Employees are required to scan their phones and maintain separate records in case of official telephone work, as instructed in November 2017 and a subsequent letter in 2018.


  1. INBOX: ICE acknowledges that officials
  2. (including Thomas Homan, Ronald Vitiello and Matthew Albence)
  3. scanned their phones from Bw 2019 and 2021


even after ICE received a public registration request for text messages related to an ongoing federal criminal prosecution


Former Immigration and Customs Enforcement officers Thomas Homan, Matthew Albence and Ronald Vitiello were contacted for information on a criminal case involving Massachusetts Judge Shelley M. M. ' Richmond Joseph. Joseph is accused of helping an illegal immigrant avoid the law.



Due to the fact that the phones of Homan, Albence and Vitello have been completely erased and deactivated, Richard Clark, chief technology officer at ICE, informed American Overseight that he was unable to give any relevant emails or text messages. According to the US watchdog, the documents were cleared after the group requested their examination in 2019.


After erasing data mistakenly requested by investigators in the tragic blockade of the U.S. 


  • Capitol, the Secret Service earlier this month gave the Select Committee on January 6 mobile phone numbers to various customers.
  • In a different complaint filed by the US watchdog, it emerged that towards the end of the Trump administration
  • the Department of Defense had deleted the phones of top outgoing defense and military officials.
  • This was followed by the deletion of all communications from several important witnesses of the events of 6 January 2021.
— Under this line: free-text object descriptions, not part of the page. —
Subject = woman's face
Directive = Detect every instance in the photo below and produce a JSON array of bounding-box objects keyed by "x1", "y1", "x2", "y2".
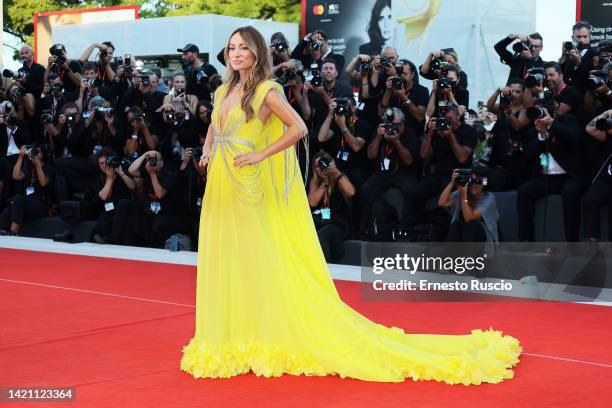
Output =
[
  {"x1": 444, "y1": 54, "x2": 457, "y2": 64},
  {"x1": 379, "y1": 6, "x2": 393, "y2": 42},
  {"x1": 173, "y1": 75, "x2": 186, "y2": 91},
  {"x1": 198, "y1": 105, "x2": 210, "y2": 123},
  {"x1": 228, "y1": 32, "x2": 256, "y2": 73}
]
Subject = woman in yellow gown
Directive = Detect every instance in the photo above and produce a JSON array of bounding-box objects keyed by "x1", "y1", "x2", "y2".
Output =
[{"x1": 180, "y1": 26, "x2": 522, "y2": 385}]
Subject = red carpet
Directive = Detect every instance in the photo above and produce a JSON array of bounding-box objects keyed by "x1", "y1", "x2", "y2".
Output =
[{"x1": 1, "y1": 247, "x2": 611, "y2": 407}]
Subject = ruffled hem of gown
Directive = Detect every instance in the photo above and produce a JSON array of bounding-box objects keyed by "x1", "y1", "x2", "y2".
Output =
[{"x1": 180, "y1": 327, "x2": 522, "y2": 385}]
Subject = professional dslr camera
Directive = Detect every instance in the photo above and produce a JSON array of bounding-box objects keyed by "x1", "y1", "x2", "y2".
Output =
[
  {"x1": 524, "y1": 67, "x2": 545, "y2": 88},
  {"x1": 271, "y1": 41, "x2": 289, "y2": 54},
  {"x1": 40, "y1": 110, "x2": 53, "y2": 125},
  {"x1": 87, "y1": 77, "x2": 102, "y2": 88},
  {"x1": 106, "y1": 155, "x2": 132, "y2": 172},
  {"x1": 10, "y1": 87, "x2": 26, "y2": 98},
  {"x1": 23, "y1": 144, "x2": 40, "y2": 157},
  {"x1": 382, "y1": 109, "x2": 399, "y2": 135},
  {"x1": 360, "y1": 57, "x2": 373, "y2": 73},
  {"x1": 455, "y1": 168, "x2": 488, "y2": 186},
  {"x1": 146, "y1": 155, "x2": 158, "y2": 167},
  {"x1": 49, "y1": 44, "x2": 67, "y2": 72},
  {"x1": 595, "y1": 117, "x2": 612, "y2": 131},
  {"x1": 512, "y1": 41, "x2": 532, "y2": 54},
  {"x1": 392, "y1": 76, "x2": 407, "y2": 90},
  {"x1": 499, "y1": 90, "x2": 513, "y2": 107},
  {"x1": 132, "y1": 111, "x2": 145, "y2": 122},
  {"x1": 333, "y1": 97, "x2": 351, "y2": 117},
  {"x1": 317, "y1": 155, "x2": 334, "y2": 171},
  {"x1": 431, "y1": 57, "x2": 448, "y2": 73},
  {"x1": 190, "y1": 147, "x2": 204, "y2": 161},
  {"x1": 2, "y1": 67, "x2": 29, "y2": 80},
  {"x1": 0, "y1": 114, "x2": 17, "y2": 126},
  {"x1": 435, "y1": 117, "x2": 451, "y2": 131},
  {"x1": 309, "y1": 63, "x2": 322, "y2": 88},
  {"x1": 379, "y1": 56, "x2": 393, "y2": 70},
  {"x1": 310, "y1": 39, "x2": 323, "y2": 52},
  {"x1": 586, "y1": 70, "x2": 612, "y2": 91},
  {"x1": 437, "y1": 77, "x2": 452, "y2": 93},
  {"x1": 526, "y1": 89, "x2": 554, "y2": 120},
  {"x1": 163, "y1": 110, "x2": 186, "y2": 123}
]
The documents requested by American Overseight and ACLU in Massachusetts in the lawsuit, filed Friday, contain emails and text conversations from senior agency officials related to Judge Shelley M. Richmond Joseph's federal criminal prosecution.


In respect of a criminal defendant who left the backroom in April 2018, while an ICE agent waited at another entrance, a Massachusetts judge and court employee were tried.